Three Sonora police officers arrived in response to the school’s report of “an out of control juvenile.” The physical education teacher whispered to them, “Runner. No medicine.” C.B. remained unresponsive to the officers’ efforts to communicate with him. One officer concluded that the student was passively resisting them, and C.B. was handcuffed. The police contacted the student’s guardian, an uncle, to come pick him up, but the uncle said he couldn’t leave his business during the day. The police transported C.B., still handcuffed, in a squad car to the uncle’s workplace, where they released him into the uncle’s custody without incident.
C.B. filed a federal civil rights lawsuit against the Sonora police department and two of the responding officers, alleging excessive force and unlawful seizure. (The suit apparently initially included the Sonora school district and the “disciplinarian” as defendants. The school defendants settled their part of the suit, the panel decision indicates.)
The case was tried before a federal jury, which initially returned a verdict in favor of the defendant city and police officers. But the trial judge concluded that the jury’s answers to questions on what appears to have been a complex jury form were inconsistent, and the jurors were sent back for further deliberations.
After multiple colloquies with the judge, and more deliberation, the jury came back with a decision for C.B.
The city and the officers appealed, and a three-judge panel of the 9th Circuit court ruled unanimously last September that the defendants should be given a new trial. The verdict form was “problematic,” the court said, and the trial judge’s statements to the jury after the initial verdict may have “unwittingly” steered it away from finding for the defendants in the end.
The panel split 2-1 for the idea that the police officers had qualified immunity from personal liability in the case.
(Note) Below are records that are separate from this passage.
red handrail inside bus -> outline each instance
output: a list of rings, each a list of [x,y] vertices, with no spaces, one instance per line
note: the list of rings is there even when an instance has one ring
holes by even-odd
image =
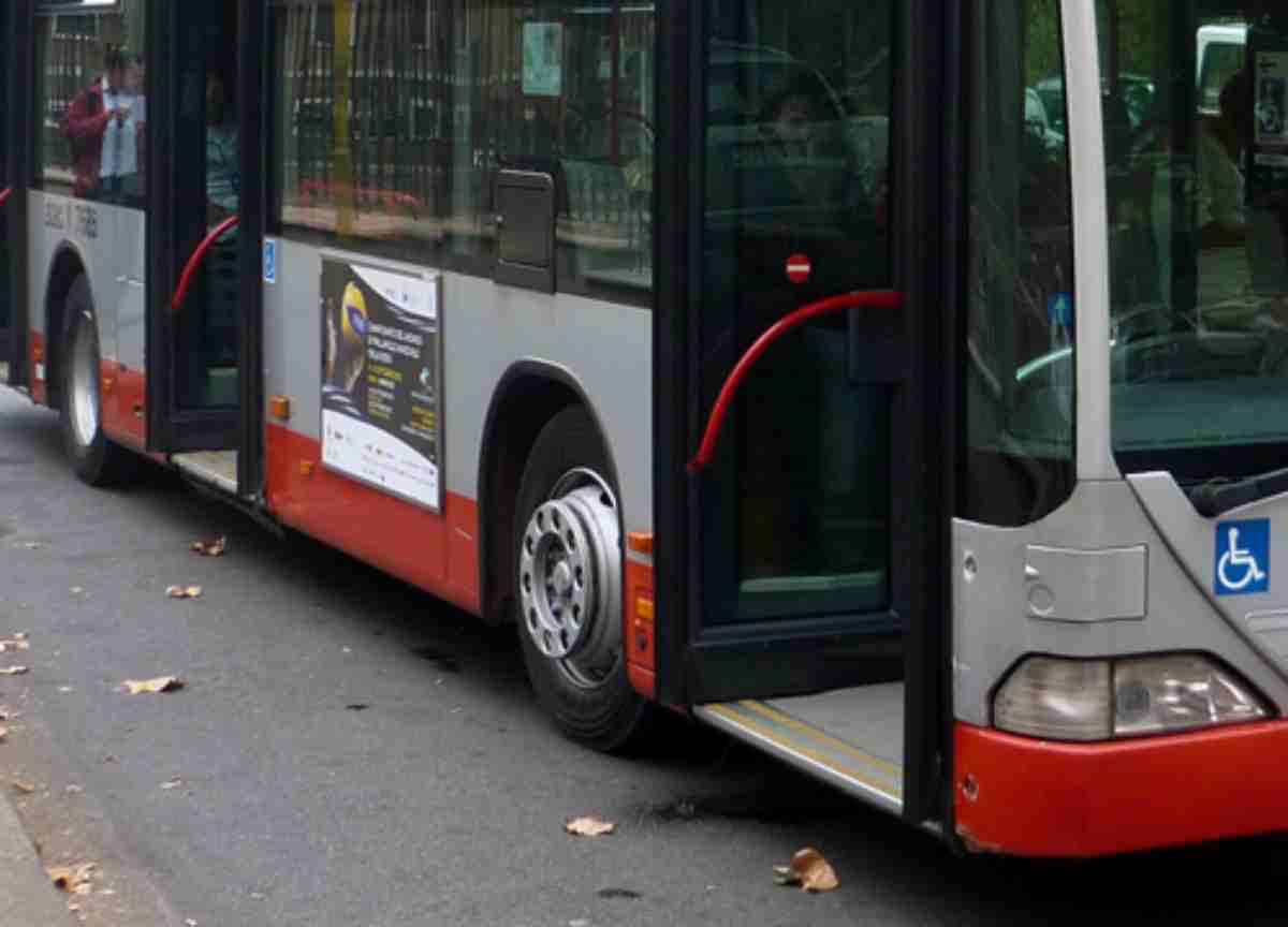
[[[183,301],[188,299],[188,287],[192,286],[192,278],[196,276],[197,268],[201,267],[201,261],[205,260],[206,254],[215,246],[215,242],[223,237],[224,232],[231,229],[238,221],[241,221],[241,216],[228,216],[222,223],[215,225],[210,234],[201,239],[201,245],[198,245],[197,250],[192,252],[192,258],[188,259],[188,264],[183,268],[183,276],[179,277],[179,286],[174,291],[174,299],[170,300],[170,309],[173,312],[178,312],[179,306],[183,305]]]
[[[724,426],[725,416],[729,413],[729,406],[733,403],[738,388],[742,386],[742,381],[747,377],[747,373],[760,360],[760,355],[769,350],[774,341],[792,328],[797,328],[819,315],[845,312],[846,309],[899,309],[900,306],[903,306],[902,292],[895,292],[894,290],[866,290],[863,292],[845,294],[844,296],[832,296],[819,303],[810,303],[792,314],[778,319],[747,349],[747,353],[734,364],[733,371],[725,380],[724,386],[720,389],[720,395],[716,398],[716,404],[711,408],[711,417],[707,420],[707,430],[702,435],[702,447],[698,448],[698,456],[689,462],[689,473],[701,473],[711,464],[711,458],[716,453],[716,444],[720,442],[720,429]]]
“No clearly established law suggests that handcuffing a juvenile when lawfully taking him into temporary custody violates the juvenile’s Fourth Amendment rights, absent a showing that the handcuffs caused injury or that the officer ignored complaints about the handcuffs, neither of which C.B. alleged in this case,” the panel majority said.
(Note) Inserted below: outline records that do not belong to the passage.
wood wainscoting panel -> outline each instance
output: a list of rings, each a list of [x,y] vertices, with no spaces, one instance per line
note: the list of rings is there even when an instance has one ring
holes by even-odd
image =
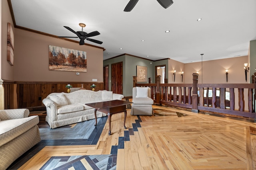
[[[73,87],[82,87],[82,84],[84,85],[84,88],[87,90],[91,90],[90,86],[93,84],[96,85],[96,91],[103,90],[103,83],[97,82],[15,82],[17,85],[17,98],[18,108],[28,108],[44,106],[42,102],[43,99],[52,93],[67,92],[67,88],[66,86],[69,84]],[[7,86],[7,84],[6,85]],[[14,93],[16,90],[7,91],[5,90],[5,96],[10,94],[10,92]],[[13,95],[12,96],[13,96]],[[5,99],[5,100],[7,99]],[[9,103],[10,102],[7,102]],[[14,104],[6,105],[6,108],[14,108]]]

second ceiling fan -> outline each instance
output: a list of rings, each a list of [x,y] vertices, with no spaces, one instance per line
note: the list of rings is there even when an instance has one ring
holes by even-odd
[[[128,4],[125,7],[124,11],[125,12],[130,12],[132,10],[137,4],[139,0],[130,0],[128,2]],[[160,4],[162,6],[167,8],[173,4],[173,1],[172,0],[157,0]]]

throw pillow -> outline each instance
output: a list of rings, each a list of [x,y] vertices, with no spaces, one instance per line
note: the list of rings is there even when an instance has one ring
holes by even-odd
[[[62,94],[50,96],[49,98],[55,102],[58,107],[68,104],[66,97]]]
[[[137,89],[136,98],[148,98],[148,87],[136,87]]]
[[[109,91],[102,91],[102,100],[113,100],[113,92]]]

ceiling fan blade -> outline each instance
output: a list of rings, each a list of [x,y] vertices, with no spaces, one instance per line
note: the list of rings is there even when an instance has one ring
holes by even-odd
[[[124,11],[125,12],[130,12],[131,11],[135,6],[135,5],[136,5],[136,4],[137,4],[138,0],[130,0],[126,5],[126,6],[125,7]]]
[[[80,41],[79,41],[79,45],[84,45],[84,40],[83,39],[80,39]]]
[[[98,32],[97,31],[95,31],[93,32],[92,32],[91,33],[88,33],[85,35],[85,37],[93,37],[94,36],[96,36],[100,34],[100,33]]]
[[[162,6],[165,9],[166,9],[173,4],[172,0],[157,0],[157,1],[162,5]]]
[[[78,38],[77,37],[66,37],[66,36],[59,36],[58,37],[62,38]]]
[[[91,38],[86,38],[86,39],[88,41],[90,41],[93,42],[94,43],[97,43],[97,44],[101,44],[103,43],[103,42],[100,41],[98,40],[96,40],[94,39],[92,39]]]
[[[77,33],[75,31],[74,31],[74,30],[73,30],[73,29],[70,28],[69,27],[67,27],[66,26],[64,26],[64,27],[65,27],[67,29],[68,29],[70,31],[72,32],[72,33],[75,33],[76,35],[77,35],[78,36],[80,37],[81,36],[80,34],[79,34],[79,33]]]

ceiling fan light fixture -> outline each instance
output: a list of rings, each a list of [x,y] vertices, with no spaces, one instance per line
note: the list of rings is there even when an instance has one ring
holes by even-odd
[[[84,23],[79,23],[79,26],[81,27],[85,27],[86,25],[84,24]]]

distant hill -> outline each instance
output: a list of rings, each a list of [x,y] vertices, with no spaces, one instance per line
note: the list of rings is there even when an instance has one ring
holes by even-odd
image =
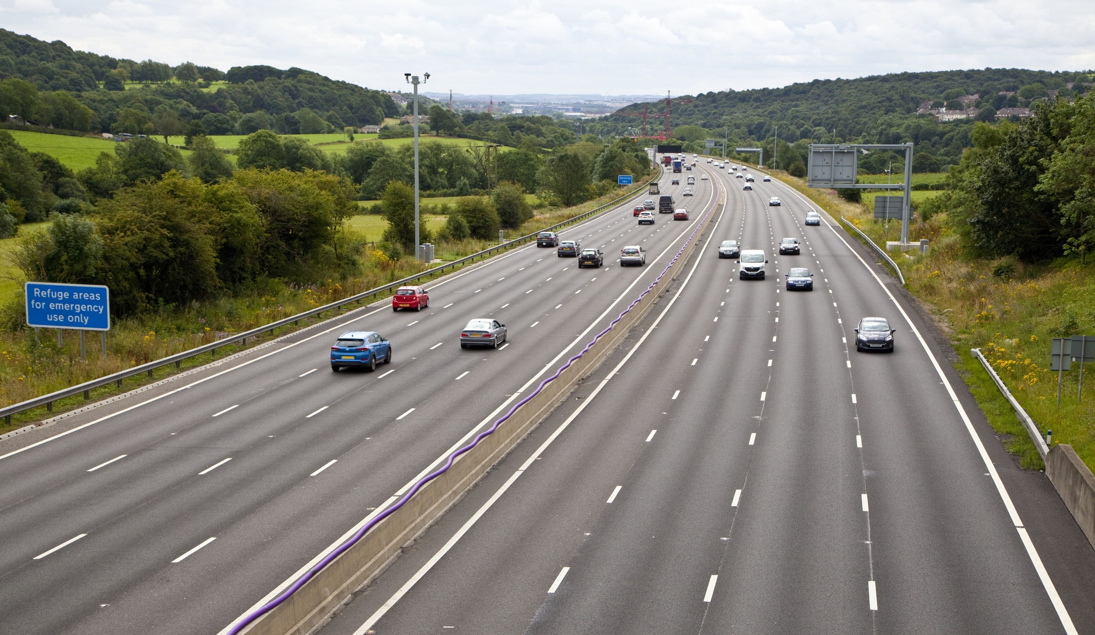
[[[977,108],[983,119],[992,120],[995,111],[1003,107],[1023,107],[1051,95],[1072,96],[1085,92],[1093,81],[1092,73],[987,68],[814,80],[780,89],[675,97],[671,120],[684,140],[705,136],[722,138],[725,127],[731,142],[756,141],[771,139],[779,127],[780,139],[792,143],[833,139],[879,143],[913,141],[922,146],[922,150],[933,152],[942,164],[957,163],[963,148],[970,143],[969,129],[975,119],[941,123],[934,114],[918,114],[919,109]],[[973,95],[976,99],[971,99]],[[599,120],[596,129],[600,134],[624,134],[629,127],[637,128],[643,107],[643,104],[632,104],[621,108]],[[646,107],[650,115],[662,114],[665,102],[646,104]],[[648,130],[657,134],[662,122],[648,119]],[[680,129],[680,126],[699,126],[703,130]],[[590,129],[593,127],[591,125]]]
The dissenting judge said the initial seizure of C.B. was justified at its inception based on the information the officers had. “But once they discovered that C.B. was simply sitting silently on a schoolyard bench, they could no longer rely solely on the school official’s unexplained allegation that C.B. was beyond control and her request to remove C.B. from school, any continued detention of C.B. was” unreasonable, the dissent said.
On Monday, the full 9th Circuit court said in a brief order that it would rehear the case. (Such en banc rehearings in the 9th Circuit are conducted by a larger panel of 11 judges, not the full court.) The panel decision was vacated. There was no indication whether the rehearing was meant to look more at the disputed interactions between the judge and jury or at the qualified immunity question.